林家惹事儿的祸头子还在祠堂跪着的当口,明净心头有牵挂,脸上带出来一些焦虑。
刘子玉关切地问道:“是不是还在担忧?放宽心,林家也不敢太放肆了。究竟你们又不是普通人家。”
明净摇摇头,要是普通人家还不得被欺压死啊。就似乎兰家人一样!林家一直很受天子宠信,预计没少帮他作龌龊事。这样的人家,怎么才气扳得倒呢?
除非,是造反的罪。不外,林家造反那也得人信啊。要么就是换个天子,把林家削了。现在的天子也是六十明年的人了,在天子里这已经是高寿了。岂非还真要搅和进夺明日的事儿不成?算了,她这会儿不想那么多。等见到凌年迈再跟他商量。
转头见明皓听得百无聊赖的样子,明净道:“你不是喜欢听说书么?怎么,嫌府城说书人的水平不如京城的?”
“姐你的日子过得比话本里还精彩,我听这说书的还能再上瘾?”以前他是不知道姐姐看着现世牢靠、岁月静好的日子背后尚有这么多惊涛骇浪,才没心没肺的在京城吃喝玩乐。现在能亲自去见识、旁观,那里还会对崎岖潦倒文人胡编滥造的故事那么感兴趣?
“好了,我再溜达着回去。你就把这事儿告诉你公婆好了,我如今是烦透有人给我请安送礼了。谁晓得会不会再给我惹来什么事儿。”这也是借刘子玉的口把一些话传出去。一来省得再有人心心念念找蹊径给她送礼;二来林家干的事儿也可以给他透出去一些。

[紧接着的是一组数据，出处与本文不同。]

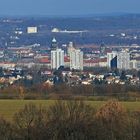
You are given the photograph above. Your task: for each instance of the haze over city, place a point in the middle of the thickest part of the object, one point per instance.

刘子玉点颔首,她自然是在家里听说明净到了茶室急遽赶过来的。临出门大姑姐还拦着让资助试探一下,正好拿明净的话回复她。也是服了她了,天天往外家跑就为了这事儿。
明净慢悠悠走回去,在隔邻州府那今天预计是得不到效果了。索性让人拿了钥匙,检视她的暂时库房。
“明皓,明年三月玉姐完婚,你企图送什么?”明净一边挑工具一边道。
明皓惊讶的反手指着自己,“我也要送?”
“是啊,你虽然还不算成年人,但我已经出阁了,爹又不在,你就是家里仅剩的人了。虽然也得送一份礼!不外,转头途经县城送就好了,喜酒咱们就不回来喝了。”到时候人都已经在边城了。
“姐姐一起打理就是了。对了姐,明润哥除了你生病那两天,良久没过来过了。以前不是这样的啊!”
“他有学业要忙吧。哎,差池。怕是他新拜的先生跟西平王府关系细密,如今正在惊惶。他怎么也不来问问我啊?”